Why tensorflow uses channel-last ordering instead of row-major?

Question

In most tensorflow tutorials authors use channel-last dimension ordering, e.g.

input_layer = tf.reshape(features, [-1, 28, 28, 1])

where the last digit represents the number of channels (https://www.tensorflow.org/tutorials/layers). Being used to Theano and Numpy (both use C-ordering, i.e. row-major), I find this awkward. Moreover, having read the documentation on in-memory layout schemes in tensorflow, I reckon channel-last layout will cause more cache-misses, because convolutions are carried out on individual channels, while in channel-last ordering these channels are intermixed in linear memory, effectively shrinking the cache by N (where N is the number of channels), which is especially inefficient in 3D and 4D convolutions. Am I getting something wrong?

P.S.

I've found a closely-related thread (Tensorflow 3 channel order of color inputs). The author of the accepted answer states that TF uses row-major by default, but given that all of the tutorials I've found so far show channel-last ordering I find that claim misleading.

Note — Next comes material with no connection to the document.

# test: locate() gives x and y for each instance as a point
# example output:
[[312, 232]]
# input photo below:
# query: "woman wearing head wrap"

tensorflow.org must have reorganized their site because the "layers" link is now a 404. — escape-llc, Mar 01 '21 at 12:06

nessuno · Accepted Answer · 2017-06-27T07:48:14.247

28

Here's the explanation:

https://www.tensorflow.org/performance/performance_guide#use_nchw_image_data_format

Image data format refers to the representation of batches of images. TensorFlow supports NHWC (TensorFlow default) and NCHW (cuDNN default). N refers to the number of images in a batch, H refers to the number of pixels in the vertical dimension, W refers to the number of pixels in the horizontal dimension, and C refers to the channels (e.g. 1 for black and white, 3 for RGB, etc.) Although cuDNN can operate on both formats, it is faster to operate in its default format.

The best practice is to build models that work with both NCHW and NHWC as it is common to train using NCHW on GPU, and then do inference with NHWC on CPU.

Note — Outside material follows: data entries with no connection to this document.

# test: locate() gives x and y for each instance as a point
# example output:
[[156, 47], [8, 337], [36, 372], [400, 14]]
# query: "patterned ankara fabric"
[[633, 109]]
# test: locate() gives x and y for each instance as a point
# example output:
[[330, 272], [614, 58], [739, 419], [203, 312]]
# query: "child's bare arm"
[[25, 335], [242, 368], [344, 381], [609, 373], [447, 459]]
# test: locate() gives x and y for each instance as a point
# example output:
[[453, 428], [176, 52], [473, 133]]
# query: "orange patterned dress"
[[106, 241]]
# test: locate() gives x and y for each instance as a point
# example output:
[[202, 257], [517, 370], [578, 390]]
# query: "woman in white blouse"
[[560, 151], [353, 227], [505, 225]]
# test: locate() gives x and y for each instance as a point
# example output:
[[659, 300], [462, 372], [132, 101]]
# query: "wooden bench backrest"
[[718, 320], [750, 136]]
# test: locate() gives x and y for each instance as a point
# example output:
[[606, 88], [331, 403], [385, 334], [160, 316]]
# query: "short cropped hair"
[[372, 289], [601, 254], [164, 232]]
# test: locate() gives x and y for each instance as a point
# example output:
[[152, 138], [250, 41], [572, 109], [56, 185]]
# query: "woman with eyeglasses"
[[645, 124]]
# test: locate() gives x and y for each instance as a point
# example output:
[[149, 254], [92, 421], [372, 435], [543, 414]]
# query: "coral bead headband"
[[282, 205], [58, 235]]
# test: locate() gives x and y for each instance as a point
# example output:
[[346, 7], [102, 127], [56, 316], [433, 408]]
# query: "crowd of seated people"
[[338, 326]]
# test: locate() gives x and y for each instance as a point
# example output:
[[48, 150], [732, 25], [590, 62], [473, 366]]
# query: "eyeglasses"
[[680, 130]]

The very brief history of these two formats is that TensorFlow started by using NHWC because it was a little faster on CPUs. Then the TensorFlow team discovered that NCHW performs better when using the NVIDIA cuDNN library. The current recommendation is that users support both formats in their models. In the long term, we plan to rewrite graphs to make switching between the formats transparent.

Moreover, digging into the code we can see here that when the input is in the format NHWC, tensorflow converts it for you to NCHW.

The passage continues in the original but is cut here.